Klar ist, dass die Gesprächstaktik darauf abzielt, mit Gegenfragen, die durchaus positiven Vorhaben in den Schatten zu stellen. Sie sollen unser Gegenüber entmachten und einen völlig irrelevanten Aspekt in den Vordergrund rücken. Meist sind die Absichten von Whataboutism auch keineswegs böswillig, sondern eher unbewusste Skepsis. Die eigene Meinung zu überdenken, erfordert schließlich Mut und einen Schritt aus der Komfortzone. Und auch, wenn Dinge zu hinterfragen per se nicht schlecht ist: Whataboutism kritisiert positives Engagement und bremst uns aus. Es bremst uns dahingehend, neue Denkanstöße anzunehmen und kritische Themen in Betracht zu ziehen.

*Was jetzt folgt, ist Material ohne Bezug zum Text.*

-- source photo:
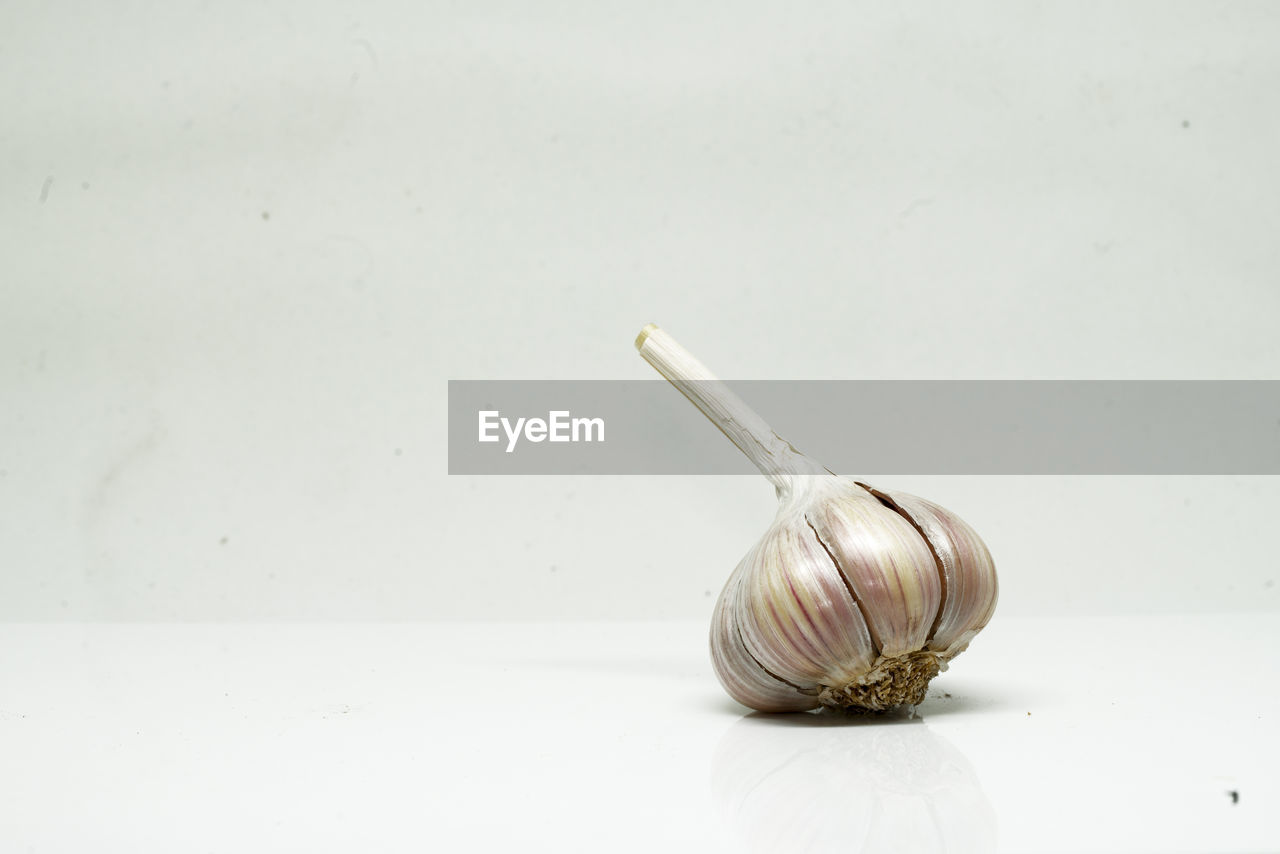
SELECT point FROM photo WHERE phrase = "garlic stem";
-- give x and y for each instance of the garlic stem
(776, 459)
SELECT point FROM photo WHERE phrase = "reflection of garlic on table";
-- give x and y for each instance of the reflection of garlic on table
(855, 597)
(816, 782)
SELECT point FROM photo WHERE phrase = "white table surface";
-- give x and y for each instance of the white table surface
(1048, 735)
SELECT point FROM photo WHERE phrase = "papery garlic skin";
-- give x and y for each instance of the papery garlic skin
(854, 597)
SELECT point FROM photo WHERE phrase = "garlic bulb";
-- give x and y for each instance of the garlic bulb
(855, 597)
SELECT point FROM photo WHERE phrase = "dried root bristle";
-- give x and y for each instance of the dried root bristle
(891, 683)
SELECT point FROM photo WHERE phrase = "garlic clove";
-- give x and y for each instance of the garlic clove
(796, 613)
(741, 675)
(887, 563)
(968, 572)
(854, 597)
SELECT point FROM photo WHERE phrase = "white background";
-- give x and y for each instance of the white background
(243, 247)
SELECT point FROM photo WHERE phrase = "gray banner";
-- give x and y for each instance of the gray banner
(868, 428)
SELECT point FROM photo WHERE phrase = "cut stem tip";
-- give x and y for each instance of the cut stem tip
(644, 334)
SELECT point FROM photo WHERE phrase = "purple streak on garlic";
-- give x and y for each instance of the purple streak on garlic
(855, 597)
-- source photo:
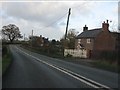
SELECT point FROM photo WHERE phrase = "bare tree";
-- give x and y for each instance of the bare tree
(11, 31)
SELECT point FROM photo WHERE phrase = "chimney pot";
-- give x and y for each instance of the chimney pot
(85, 28)
(105, 26)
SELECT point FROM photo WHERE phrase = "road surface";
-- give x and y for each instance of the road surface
(32, 70)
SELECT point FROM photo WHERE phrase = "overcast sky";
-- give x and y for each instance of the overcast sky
(48, 18)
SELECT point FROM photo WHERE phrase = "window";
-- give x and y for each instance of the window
(88, 40)
(79, 41)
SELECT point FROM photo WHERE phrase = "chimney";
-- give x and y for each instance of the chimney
(85, 28)
(105, 26)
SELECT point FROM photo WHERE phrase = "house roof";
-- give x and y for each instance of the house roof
(90, 33)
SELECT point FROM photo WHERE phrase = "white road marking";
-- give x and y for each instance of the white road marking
(68, 72)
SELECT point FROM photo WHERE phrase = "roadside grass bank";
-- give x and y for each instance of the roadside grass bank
(100, 64)
(6, 58)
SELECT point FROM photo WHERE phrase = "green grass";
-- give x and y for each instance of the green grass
(6, 60)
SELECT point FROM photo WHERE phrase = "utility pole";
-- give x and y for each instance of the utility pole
(24, 37)
(67, 22)
(66, 30)
(32, 33)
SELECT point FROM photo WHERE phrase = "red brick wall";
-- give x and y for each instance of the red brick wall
(88, 46)
(104, 41)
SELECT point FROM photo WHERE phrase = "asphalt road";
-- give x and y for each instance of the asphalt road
(32, 70)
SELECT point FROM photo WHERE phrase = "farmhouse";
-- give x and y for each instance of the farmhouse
(98, 39)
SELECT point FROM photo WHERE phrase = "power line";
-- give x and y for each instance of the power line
(55, 21)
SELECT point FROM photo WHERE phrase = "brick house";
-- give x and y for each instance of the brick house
(99, 39)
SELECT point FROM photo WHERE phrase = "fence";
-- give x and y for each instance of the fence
(76, 53)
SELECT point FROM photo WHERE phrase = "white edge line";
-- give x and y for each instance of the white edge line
(68, 72)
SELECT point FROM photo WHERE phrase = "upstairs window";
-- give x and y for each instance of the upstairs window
(79, 41)
(88, 40)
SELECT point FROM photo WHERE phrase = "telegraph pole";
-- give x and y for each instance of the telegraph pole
(66, 30)
(24, 37)
(67, 22)
(32, 33)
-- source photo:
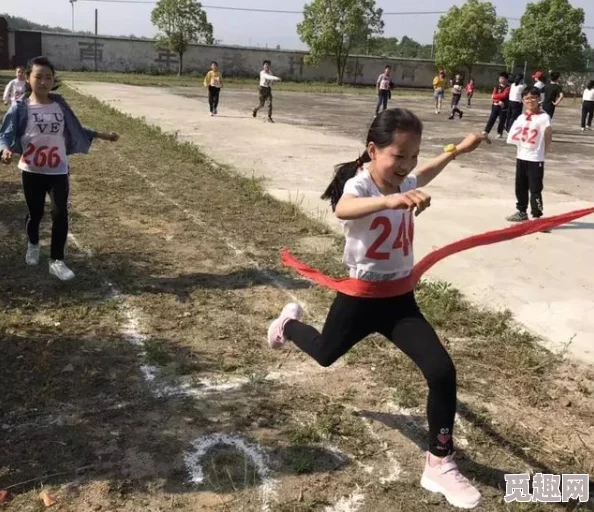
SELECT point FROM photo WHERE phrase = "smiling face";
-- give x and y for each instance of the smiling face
(390, 165)
(42, 80)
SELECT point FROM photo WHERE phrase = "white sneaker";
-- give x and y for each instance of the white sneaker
(445, 478)
(32, 256)
(59, 269)
(276, 336)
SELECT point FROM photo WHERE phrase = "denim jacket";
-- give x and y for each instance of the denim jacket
(78, 139)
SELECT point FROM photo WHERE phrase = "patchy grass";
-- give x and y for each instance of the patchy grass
(74, 402)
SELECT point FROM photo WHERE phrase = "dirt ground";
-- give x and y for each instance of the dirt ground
(146, 384)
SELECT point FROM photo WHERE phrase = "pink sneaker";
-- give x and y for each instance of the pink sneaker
(276, 338)
(446, 479)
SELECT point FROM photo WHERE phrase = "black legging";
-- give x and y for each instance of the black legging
(36, 186)
(399, 319)
(587, 113)
(514, 111)
(213, 97)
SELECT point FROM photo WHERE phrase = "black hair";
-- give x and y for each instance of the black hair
(381, 133)
(531, 91)
(41, 61)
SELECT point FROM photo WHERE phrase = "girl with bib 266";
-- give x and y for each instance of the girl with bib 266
(42, 128)
(375, 203)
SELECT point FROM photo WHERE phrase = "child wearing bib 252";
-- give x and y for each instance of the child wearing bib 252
(42, 128)
(376, 207)
(532, 134)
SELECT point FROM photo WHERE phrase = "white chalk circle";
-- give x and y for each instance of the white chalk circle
(201, 446)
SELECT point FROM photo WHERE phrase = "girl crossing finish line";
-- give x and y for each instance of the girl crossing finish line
(375, 203)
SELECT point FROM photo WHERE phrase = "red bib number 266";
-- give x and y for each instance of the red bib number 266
(43, 156)
(525, 134)
(403, 240)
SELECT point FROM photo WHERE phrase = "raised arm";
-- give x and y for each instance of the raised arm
(428, 172)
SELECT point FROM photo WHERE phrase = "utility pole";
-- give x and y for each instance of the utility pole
(72, 4)
(96, 32)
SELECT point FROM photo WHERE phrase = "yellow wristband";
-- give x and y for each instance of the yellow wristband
(450, 148)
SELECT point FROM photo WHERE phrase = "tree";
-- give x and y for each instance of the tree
(335, 27)
(468, 34)
(550, 37)
(180, 23)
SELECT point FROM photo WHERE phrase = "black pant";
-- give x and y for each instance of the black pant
(36, 186)
(455, 103)
(213, 97)
(497, 112)
(514, 111)
(399, 319)
(265, 96)
(549, 108)
(529, 180)
(382, 100)
(587, 113)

  • Anstatt also ständig mit dem Finger auf andere zu zeigen, wäre es nicht besser, das große Ganze im Blick zu behalten? Denn ein Veganer, der in den Urlaub fliegt, hat immer noch einen wesentlich kleineren ökologischen Fußabdruck als so manch anderer.
  • Verschwenden Sie Ihre Energie nicht an negative Kritik. Investieren Sie Ihre Zeit lieber in Ihr eigenes Leben und versuchen Sie das Beste aus sich herauszuholen. Wenn wir uns gegenseitig unterstützen anstatt zu entmutigen, schaffen wir weit mehr als alleine.
  • Seien Sie nicht so hart zu sich und anderen. Niemand ist perfekt und wir alle sind fähig uns weiterzuentwickeln. Sollten Sie Ihre Mitmenschen also auf etwas aufmerksam machen wollen, formulieren Sie es auf respektvolle Art und Weise.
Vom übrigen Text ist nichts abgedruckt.